Le XIXe siècle est une période très intéressante
pour notre ville. Au début de ce siècle, Thouars
tente d'améliorer les conditions de vie des
quartiers de l'ancienne cité médiévale et essaye
de renforcer ses liens avec les communes
extérieures.
Un point négatif subsiste, le lien entre Thouars et
le faubourg Saint-Jacques, actuelle commune de
Saint-Jacques de Thouars.
Seul un bac assure la liaison entre les deux rives
(voir l'article n°16 sur la rue du bac du 02 août
2006). L'idée de construire un pont est déjà
ancienne mais des difficultés paraissent insurmontables, la vallée est très profonde et
relativement large.

Passerelle suspendue avant 1890
Trois facteurs poussèrent la Ville à remplacer le bac par un pont suspendu à péage : l'aménagement
de la route royale n0138, la croissance du trafic routier et l'insuffisance du bac face à cette
circulation.
Dès 1842, un projet d'établissement d'un pont suspendu en fil de fer est proposé aux habitants des
communes concernées et entériné en 1844. Le pont est construit en 1847 mais ne peut ouvrir et le
chemin d'accès côté Saint-Jacques n'est même pas commencé.
Finalement, tout rentra dans l'ordre en 1848. Finalement, le pont ouvre à la circulation le 15 juillet
1848. Un droit de péage est établi et l'utilisation du bac supprimée.
Dès l'année suivante, la préfecture met en demeure les concessionnaires du pont de suivre vraiment
l'entretien du passerelle et d'en repeindre une partie.

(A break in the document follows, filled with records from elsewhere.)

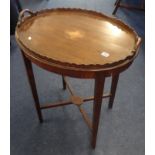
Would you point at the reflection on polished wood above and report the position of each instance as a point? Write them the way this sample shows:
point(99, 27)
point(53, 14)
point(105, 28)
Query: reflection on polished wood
point(77, 43)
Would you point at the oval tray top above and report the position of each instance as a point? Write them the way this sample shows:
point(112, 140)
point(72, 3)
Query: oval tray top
point(77, 38)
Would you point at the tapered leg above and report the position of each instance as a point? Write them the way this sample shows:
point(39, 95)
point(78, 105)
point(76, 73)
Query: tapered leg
point(98, 92)
point(116, 6)
point(63, 82)
point(32, 83)
point(113, 90)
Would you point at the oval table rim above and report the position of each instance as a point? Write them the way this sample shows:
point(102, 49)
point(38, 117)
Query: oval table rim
point(93, 67)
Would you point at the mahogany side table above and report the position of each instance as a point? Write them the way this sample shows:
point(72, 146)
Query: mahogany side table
point(76, 43)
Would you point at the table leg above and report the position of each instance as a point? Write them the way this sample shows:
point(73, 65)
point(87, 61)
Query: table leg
point(63, 82)
point(116, 6)
point(98, 92)
point(113, 90)
point(30, 75)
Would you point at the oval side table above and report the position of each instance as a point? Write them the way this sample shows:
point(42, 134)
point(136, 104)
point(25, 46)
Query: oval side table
point(76, 43)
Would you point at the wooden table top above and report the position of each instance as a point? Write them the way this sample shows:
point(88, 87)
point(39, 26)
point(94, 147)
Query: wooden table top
point(78, 38)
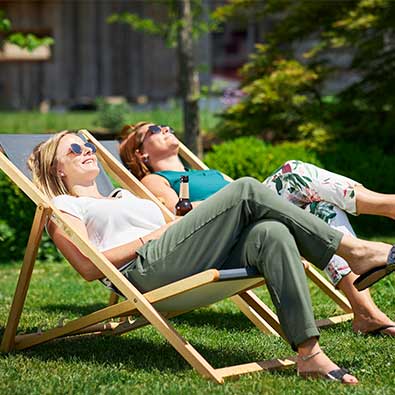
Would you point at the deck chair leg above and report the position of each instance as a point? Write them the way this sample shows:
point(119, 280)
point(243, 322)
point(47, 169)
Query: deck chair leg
point(114, 298)
point(259, 313)
point(328, 288)
point(7, 343)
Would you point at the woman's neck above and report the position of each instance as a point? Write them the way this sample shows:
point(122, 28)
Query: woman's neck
point(172, 163)
point(86, 190)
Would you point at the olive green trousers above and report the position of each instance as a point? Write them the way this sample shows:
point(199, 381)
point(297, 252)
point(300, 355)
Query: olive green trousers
point(242, 225)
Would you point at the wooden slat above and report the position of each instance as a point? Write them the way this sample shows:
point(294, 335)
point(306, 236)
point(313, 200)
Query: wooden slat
point(328, 288)
point(256, 367)
point(258, 319)
point(337, 319)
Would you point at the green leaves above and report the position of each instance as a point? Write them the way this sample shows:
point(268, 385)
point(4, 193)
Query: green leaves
point(5, 24)
point(27, 41)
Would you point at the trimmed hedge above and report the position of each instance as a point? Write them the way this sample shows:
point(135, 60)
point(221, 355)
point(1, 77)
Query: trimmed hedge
point(250, 156)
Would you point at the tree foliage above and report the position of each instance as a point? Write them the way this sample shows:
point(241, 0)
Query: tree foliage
point(27, 41)
point(284, 95)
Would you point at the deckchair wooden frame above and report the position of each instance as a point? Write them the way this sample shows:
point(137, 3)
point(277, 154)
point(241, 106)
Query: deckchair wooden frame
point(257, 311)
point(135, 301)
point(192, 160)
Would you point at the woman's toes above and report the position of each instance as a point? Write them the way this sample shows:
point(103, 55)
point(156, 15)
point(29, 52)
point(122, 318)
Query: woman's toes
point(349, 379)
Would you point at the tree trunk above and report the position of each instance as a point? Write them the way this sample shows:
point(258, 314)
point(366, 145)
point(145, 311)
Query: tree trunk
point(188, 79)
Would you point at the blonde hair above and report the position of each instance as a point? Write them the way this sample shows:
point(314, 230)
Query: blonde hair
point(43, 165)
point(132, 140)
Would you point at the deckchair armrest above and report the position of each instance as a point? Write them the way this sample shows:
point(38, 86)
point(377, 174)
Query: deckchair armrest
point(233, 274)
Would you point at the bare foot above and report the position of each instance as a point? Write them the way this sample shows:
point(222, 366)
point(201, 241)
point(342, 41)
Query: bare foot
point(364, 255)
point(319, 366)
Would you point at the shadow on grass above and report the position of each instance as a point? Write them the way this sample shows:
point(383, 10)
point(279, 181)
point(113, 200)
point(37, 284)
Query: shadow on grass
point(144, 350)
point(75, 309)
point(138, 353)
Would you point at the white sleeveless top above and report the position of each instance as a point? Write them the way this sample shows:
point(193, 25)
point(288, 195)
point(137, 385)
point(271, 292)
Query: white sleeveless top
point(111, 222)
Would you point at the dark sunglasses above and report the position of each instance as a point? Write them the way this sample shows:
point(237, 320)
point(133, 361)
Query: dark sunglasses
point(78, 149)
point(155, 129)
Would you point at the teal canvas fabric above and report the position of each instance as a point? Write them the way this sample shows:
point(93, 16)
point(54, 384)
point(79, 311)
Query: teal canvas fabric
point(202, 183)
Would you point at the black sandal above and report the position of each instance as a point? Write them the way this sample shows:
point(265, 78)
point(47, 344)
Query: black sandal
point(371, 277)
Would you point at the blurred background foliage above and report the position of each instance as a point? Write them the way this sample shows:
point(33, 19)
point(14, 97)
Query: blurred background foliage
point(283, 109)
point(285, 96)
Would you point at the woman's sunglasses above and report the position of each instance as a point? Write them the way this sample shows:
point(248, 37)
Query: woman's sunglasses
point(78, 149)
point(155, 129)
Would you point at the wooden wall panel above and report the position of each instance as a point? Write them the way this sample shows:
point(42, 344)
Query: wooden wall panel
point(90, 58)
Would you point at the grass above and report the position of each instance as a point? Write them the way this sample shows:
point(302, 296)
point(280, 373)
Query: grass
point(35, 122)
point(142, 362)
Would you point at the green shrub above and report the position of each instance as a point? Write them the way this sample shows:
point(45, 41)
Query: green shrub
point(370, 166)
point(250, 156)
point(17, 212)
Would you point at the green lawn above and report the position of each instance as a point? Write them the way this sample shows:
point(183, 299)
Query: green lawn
point(142, 362)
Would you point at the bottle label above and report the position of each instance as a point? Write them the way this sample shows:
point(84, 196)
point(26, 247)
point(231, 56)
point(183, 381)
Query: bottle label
point(184, 190)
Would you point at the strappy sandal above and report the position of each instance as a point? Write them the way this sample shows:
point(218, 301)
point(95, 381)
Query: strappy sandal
point(371, 277)
point(333, 375)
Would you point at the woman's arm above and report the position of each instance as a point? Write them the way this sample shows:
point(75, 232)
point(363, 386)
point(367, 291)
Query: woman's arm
point(118, 256)
point(161, 188)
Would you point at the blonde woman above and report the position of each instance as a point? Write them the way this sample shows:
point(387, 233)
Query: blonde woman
point(244, 224)
point(150, 151)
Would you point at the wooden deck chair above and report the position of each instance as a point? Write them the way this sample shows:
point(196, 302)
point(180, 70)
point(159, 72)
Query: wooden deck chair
point(195, 163)
point(243, 301)
point(155, 307)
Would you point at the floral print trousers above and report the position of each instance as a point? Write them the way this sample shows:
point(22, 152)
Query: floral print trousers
point(324, 194)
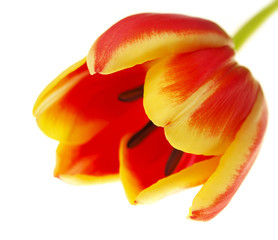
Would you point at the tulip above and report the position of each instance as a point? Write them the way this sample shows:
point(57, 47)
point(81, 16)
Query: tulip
point(160, 102)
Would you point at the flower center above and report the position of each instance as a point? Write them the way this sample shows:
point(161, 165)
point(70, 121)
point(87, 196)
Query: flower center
point(173, 161)
point(138, 137)
point(141, 135)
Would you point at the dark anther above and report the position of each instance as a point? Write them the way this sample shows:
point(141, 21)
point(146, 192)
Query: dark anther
point(131, 95)
point(173, 161)
point(141, 135)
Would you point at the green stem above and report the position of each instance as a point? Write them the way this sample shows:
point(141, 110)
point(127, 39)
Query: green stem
point(253, 24)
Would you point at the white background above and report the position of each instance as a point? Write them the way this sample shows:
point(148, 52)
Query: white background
point(39, 39)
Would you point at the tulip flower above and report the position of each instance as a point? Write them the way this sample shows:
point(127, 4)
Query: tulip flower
point(160, 102)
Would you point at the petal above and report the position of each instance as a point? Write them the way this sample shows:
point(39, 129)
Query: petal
point(233, 167)
point(73, 115)
point(143, 37)
point(98, 160)
point(142, 169)
point(197, 97)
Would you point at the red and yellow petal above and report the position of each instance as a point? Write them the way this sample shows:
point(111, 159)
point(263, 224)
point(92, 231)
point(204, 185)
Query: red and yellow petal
point(142, 169)
point(77, 105)
point(234, 165)
point(98, 160)
point(197, 97)
point(143, 37)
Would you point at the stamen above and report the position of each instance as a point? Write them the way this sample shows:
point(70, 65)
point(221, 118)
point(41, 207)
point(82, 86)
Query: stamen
point(141, 135)
point(132, 95)
point(173, 161)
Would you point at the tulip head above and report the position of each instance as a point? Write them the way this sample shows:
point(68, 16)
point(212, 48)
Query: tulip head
point(201, 120)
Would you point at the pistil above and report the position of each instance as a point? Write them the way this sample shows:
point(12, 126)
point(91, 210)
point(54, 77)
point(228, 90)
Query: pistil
point(139, 136)
point(132, 95)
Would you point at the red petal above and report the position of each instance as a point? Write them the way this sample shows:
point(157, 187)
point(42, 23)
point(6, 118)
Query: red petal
point(144, 37)
point(78, 114)
point(142, 169)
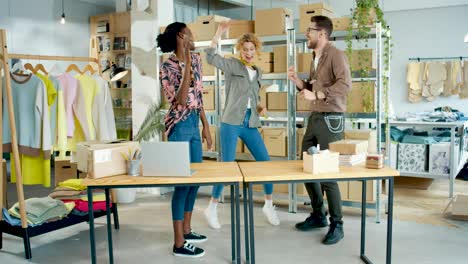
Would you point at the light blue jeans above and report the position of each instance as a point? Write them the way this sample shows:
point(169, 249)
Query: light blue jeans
point(183, 198)
point(251, 138)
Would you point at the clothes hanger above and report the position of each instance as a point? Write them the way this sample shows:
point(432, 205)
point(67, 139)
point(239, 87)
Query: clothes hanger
point(28, 66)
point(89, 68)
point(18, 69)
point(40, 67)
point(73, 67)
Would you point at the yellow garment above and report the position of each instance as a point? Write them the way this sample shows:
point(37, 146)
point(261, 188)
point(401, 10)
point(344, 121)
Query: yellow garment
point(35, 170)
point(74, 184)
point(89, 88)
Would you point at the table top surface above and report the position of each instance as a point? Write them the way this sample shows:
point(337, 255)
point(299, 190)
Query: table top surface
point(206, 172)
point(288, 170)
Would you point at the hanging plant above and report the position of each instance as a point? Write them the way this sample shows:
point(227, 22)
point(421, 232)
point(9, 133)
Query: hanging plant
point(364, 16)
point(152, 125)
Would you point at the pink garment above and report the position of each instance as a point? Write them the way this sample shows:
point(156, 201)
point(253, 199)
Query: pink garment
point(70, 88)
point(82, 206)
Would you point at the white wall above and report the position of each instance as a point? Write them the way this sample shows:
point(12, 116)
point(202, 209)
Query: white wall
point(33, 26)
point(436, 32)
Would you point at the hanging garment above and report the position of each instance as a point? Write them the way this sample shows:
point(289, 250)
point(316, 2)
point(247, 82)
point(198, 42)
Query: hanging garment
point(52, 103)
point(85, 100)
point(70, 87)
point(449, 85)
point(103, 112)
point(61, 126)
point(414, 81)
point(456, 76)
point(36, 170)
point(436, 76)
point(30, 106)
point(464, 87)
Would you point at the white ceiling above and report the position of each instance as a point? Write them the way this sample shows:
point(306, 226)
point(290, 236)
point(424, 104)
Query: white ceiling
point(110, 3)
point(389, 5)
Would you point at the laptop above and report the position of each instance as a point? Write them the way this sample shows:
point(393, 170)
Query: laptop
point(166, 159)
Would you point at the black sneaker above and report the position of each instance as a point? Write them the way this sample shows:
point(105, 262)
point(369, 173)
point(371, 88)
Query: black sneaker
point(193, 237)
point(312, 222)
point(334, 235)
point(188, 250)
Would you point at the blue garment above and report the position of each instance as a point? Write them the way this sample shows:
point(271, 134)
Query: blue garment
point(183, 198)
point(253, 141)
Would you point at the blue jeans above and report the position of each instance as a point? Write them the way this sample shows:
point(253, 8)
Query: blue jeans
point(253, 141)
point(183, 198)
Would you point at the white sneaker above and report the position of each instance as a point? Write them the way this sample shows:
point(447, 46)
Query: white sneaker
point(212, 218)
point(271, 215)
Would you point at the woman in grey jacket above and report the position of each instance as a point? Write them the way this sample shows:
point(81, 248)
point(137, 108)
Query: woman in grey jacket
point(239, 120)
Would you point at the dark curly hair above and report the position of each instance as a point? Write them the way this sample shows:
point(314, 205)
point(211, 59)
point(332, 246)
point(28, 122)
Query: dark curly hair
point(167, 41)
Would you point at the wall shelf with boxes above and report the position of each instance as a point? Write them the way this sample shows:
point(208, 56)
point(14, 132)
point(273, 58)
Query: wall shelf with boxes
point(111, 44)
point(435, 160)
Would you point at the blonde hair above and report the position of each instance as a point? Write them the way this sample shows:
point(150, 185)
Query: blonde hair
point(249, 37)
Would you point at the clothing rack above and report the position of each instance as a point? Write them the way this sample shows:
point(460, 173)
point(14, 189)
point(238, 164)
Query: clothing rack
point(438, 58)
point(25, 231)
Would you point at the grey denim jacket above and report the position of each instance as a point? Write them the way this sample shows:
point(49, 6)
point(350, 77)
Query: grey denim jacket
point(238, 89)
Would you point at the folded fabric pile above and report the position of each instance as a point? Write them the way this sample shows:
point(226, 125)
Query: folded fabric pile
point(73, 191)
point(39, 211)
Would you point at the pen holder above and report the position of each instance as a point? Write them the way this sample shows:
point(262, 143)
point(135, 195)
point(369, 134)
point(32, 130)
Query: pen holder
point(133, 167)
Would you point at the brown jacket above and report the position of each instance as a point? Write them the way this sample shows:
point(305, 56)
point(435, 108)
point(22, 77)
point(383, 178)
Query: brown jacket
point(333, 78)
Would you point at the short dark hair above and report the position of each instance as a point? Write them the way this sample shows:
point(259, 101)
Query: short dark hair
point(324, 23)
point(167, 41)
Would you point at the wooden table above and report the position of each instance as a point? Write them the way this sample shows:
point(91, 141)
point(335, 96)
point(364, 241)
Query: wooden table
point(291, 172)
point(207, 173)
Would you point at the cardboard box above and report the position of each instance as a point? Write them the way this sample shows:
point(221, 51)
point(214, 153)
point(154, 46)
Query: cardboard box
point(439, 157)
point(271, 22)
point(262, 95)
point(341, 23)
point(103, 158)
point(204, 28)
point(275, 141)
point(280, 59)
point(361, 98)
point(310, 10)
point(264, 61)
point(412, 158)
point(304, 62)
point(349, 147)
point(323, 162)
point(363, 59)
point(355, 191)
point(64, 169)
point(246, 150)
point(369, 135)
point(240, 27)
point(277, 101)
point(300, 132)
point(207, 69)
point(302, 104)
point(213, 138)
point(208, 97)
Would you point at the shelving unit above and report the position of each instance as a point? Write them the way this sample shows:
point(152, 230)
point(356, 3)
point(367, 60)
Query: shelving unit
point(108, 52)
point(291, 117)
point(455, 165)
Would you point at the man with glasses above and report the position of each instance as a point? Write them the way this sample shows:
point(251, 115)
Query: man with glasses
point(327, 89)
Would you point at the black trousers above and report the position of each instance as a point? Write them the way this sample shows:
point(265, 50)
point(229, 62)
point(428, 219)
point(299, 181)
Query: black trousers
point(322, 129)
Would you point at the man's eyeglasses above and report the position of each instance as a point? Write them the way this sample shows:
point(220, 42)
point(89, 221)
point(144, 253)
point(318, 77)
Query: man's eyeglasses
point(314, 29)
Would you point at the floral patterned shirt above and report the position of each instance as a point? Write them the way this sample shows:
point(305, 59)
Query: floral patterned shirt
point(170, 74)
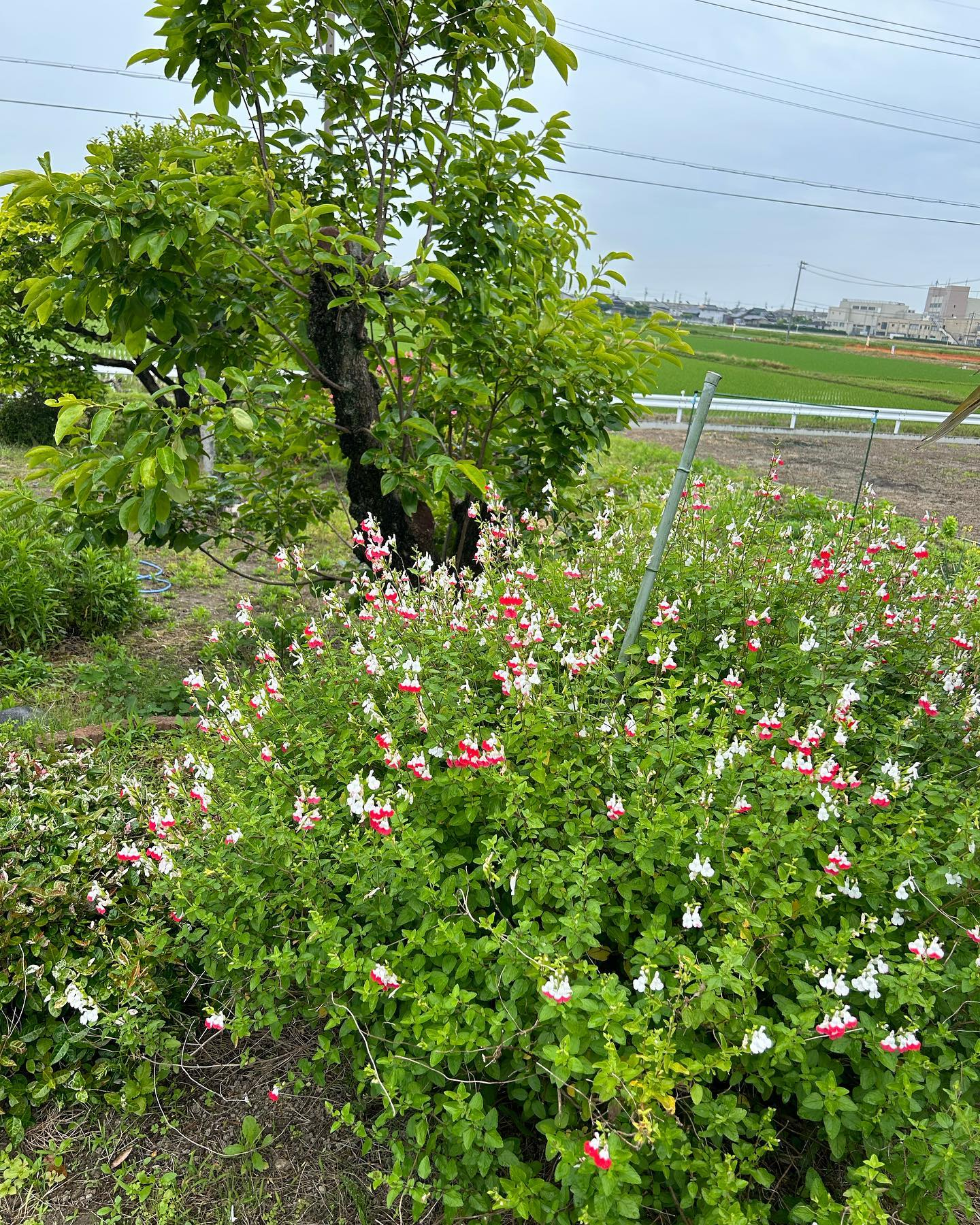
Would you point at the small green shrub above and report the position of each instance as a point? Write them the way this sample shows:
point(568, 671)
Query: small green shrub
point(549, 911)
point(32, 600)
point(122, 685)
point(102, 591)
point(26, 421)
point(73, 961)
point(48, 592)
point(21, 672)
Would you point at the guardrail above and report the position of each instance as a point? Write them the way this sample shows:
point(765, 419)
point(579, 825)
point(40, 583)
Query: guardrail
point(796, 410)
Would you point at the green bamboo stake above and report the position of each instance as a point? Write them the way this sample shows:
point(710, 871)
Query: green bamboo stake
point(670, 510)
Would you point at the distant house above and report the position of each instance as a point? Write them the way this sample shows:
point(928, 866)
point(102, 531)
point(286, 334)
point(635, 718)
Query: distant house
point(753, 316)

En 1851, suite à l'effondrement d'un pont à Angers,
le Sous-Préfet demande que l'ouvrage soit
renforcé. En 1860, ces travaux ne sont toujours
pas effectués. En 1876, les câbles et les garde-
corps sont goudronnés. En 1879, le péage est
supprimé, l'entretien est pris en charge par les
communes utilisatrices. Dès 1888, l'ouvrage est en
mauvais état, le passage des véhicules est
interdit, seuls les piétons peuvent l'emprunter (20
au maximum en même temps).
Passerelle de Saint-Jacques vers 1910, carte postale ancienne
Très mal entretenu, il se dégrade très rapidement. Il s'effondre en janvier 1890 lors d'un ouragan. Le
bac reprend du service pendant quelques années. Dès 1890, les communes de Thouars et de Saint-
Jacques demandaient la construction d'un nouveau pont pour maintenir le trafic. Le temps passe et le
financement d'une nouvelle construction se révèle délicat.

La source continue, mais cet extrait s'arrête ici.